Soft drinks and sodas also contribute majorly to teeth erosion. Not only do the high-sugar varieties feed teeth-decaying bacteria, but the diet sodas also contain high amounts of citric and phosphoric acid which erode the teeth enamel as well as the dentin. Use a straw to minimize exposure.
Bulimia is an eating disorder characterized by episodes of binging on food and then purging by vomiting or by using laxatives or enemas. Vomit is acidic, and excessive exposure to it can wear away the enamel of your teeth.

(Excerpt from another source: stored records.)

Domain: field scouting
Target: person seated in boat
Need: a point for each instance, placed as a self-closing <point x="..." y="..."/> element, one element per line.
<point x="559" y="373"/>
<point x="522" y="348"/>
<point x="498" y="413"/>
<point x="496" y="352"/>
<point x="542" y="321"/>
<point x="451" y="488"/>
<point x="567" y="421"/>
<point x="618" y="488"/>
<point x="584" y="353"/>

This can lead to poor oral health and up your risk of cavities.
How to prevent cavities
Follow these tips to treat cavities naturally before it’s too late:
*Eat more alkaline foods like cruciferous and green leafy vegetables, cayenne peppers, and garlic to compensate for the erosive acidic nature of other foods.
*Eat more foods rich in calcium and vitamin D to compensate for the teeth mineral loss.
*Cut back on sweets, candy, fruit juice, soda, and foods with hidden sugars like processed and packaged snacks.
*Try oil pulling to maintain optimum oral hygiene and use fluoride toothpaste.
Conclusion: Cavities are a serious health problem today due to unhealthy living and eating so many sweets and drinking soda. To minimize forming cavities try to eat more healthy food and increase oral hygiene.